Let’s first load the library with from community import community_louvain
. You might have to install it first? Run the code below.
Louvain requires undirected graphs. We create an undirected copy with g = G.to_undirected()
.
Now let’s create the optimal partition of the graph according to Louvain. Run partition = community_louvain.best_partition(g)
. Print out the items of the resulting dictionary with partition.items()
. These contain the nodes and the partition they belong to.
Louvain creates four partitions (0 - 3). Let’s plot these partitions by colour-coding the nodes. Run:
pos = nx.spring_layout(g)
nx.draw(g, pos, node_color=list(partition.values()), with_labels=True, cmap=plt.cm.Set3)
cmap=plt.cm.Set3 is new and chooses a colormap for Python to assign a colour to each partition. Colormaps are very powerful: https://www.analyticsvidhya.com/blog/2020/09/colormaps-matplotlib/
This graph already indicates that some members hold the whole network together by being the main link between the various 4 communities Lourain has detected. Let’s investigate this further and visualise the degree by which members are connected to other members.

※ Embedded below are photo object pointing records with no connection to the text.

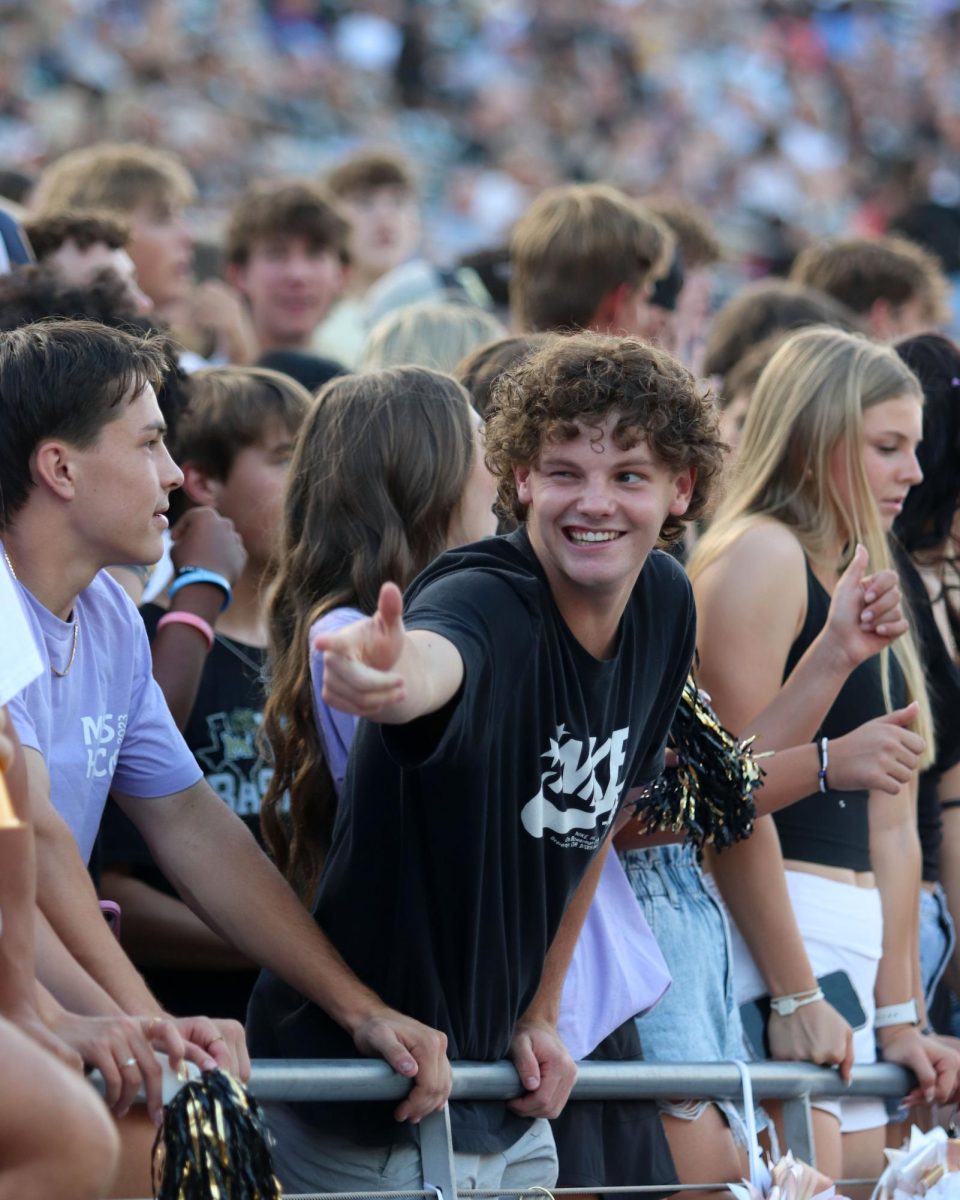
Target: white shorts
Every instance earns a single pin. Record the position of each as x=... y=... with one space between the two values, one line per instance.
x=843 y=930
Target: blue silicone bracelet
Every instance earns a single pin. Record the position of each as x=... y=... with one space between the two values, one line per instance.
x=189 y=575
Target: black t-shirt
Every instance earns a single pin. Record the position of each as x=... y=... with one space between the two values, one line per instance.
x=461 y=837
x=833 y=828
x=222 y=733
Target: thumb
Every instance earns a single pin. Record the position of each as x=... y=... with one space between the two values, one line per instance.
x=526 y=1063
x=389 y=1047
x=390 y=607
x=857 y=568
x=903 y=715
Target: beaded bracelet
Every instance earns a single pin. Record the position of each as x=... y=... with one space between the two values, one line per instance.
x=187 y=575
x=825 y=760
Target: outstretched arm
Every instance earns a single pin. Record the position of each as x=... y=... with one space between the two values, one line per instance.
x=250 y=905
x=543 y=1061
x=895 y=857
x=376 y=669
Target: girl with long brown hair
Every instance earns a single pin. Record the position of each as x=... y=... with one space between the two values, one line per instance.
x=387 y=474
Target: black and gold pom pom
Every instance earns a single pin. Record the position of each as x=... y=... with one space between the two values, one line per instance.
x=214 y=1145
x=709 y=793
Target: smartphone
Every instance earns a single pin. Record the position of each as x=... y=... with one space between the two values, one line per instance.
x=111 y=910
x=837 y=989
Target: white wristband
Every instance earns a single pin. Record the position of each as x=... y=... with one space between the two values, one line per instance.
x=897 y=1014
x=786 y=1006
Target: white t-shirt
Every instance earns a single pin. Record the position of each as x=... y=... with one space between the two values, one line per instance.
x=19 y=658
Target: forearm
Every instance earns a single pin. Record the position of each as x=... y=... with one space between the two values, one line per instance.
x=60 y=973
x=159 y=930
x=17 y=903
x=789 y=775
x=180 y=652
x=66 y=897
x=949 y=875
x=250 y=905
x=546 y=1003
x=751 y=881
x=431 y=671
x=895 y=859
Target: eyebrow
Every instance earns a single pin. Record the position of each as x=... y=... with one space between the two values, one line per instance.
x=619 y=463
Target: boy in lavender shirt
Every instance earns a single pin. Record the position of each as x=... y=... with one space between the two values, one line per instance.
x=87 y=479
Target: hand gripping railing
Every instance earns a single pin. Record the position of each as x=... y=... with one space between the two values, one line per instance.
x=795 y=1084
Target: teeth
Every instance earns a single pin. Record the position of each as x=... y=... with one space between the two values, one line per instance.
x=587 y=535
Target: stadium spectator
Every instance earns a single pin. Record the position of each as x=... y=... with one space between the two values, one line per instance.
x=895 y=287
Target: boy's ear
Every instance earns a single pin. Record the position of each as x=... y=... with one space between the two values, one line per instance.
x=201 y=486
x=522 y=479
x=607 y=315
x=53 y=468
x=683 y=484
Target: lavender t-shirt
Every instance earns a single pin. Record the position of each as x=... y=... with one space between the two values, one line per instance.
x=105 y=724
x=336 y=729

A graph degree counts the number of connections a member has to other members. Let’s overwrite the size of each nodes with the degree.
First though we need to calculate the degree for each node. That’s very easy using the degree function. Simply type
degree_list = [50*g.degree[n] for n in g.nodes()]
degree_list[:5]
Now, let’s reassign the size of the nodes with setting vertex_size= vertex_size=graph.degree()
.
The new graph clearly shows where the potential breaking points in the network are. Social network analysis is a very powerful tool with a large community already out there. Check out the Internet and happy playing!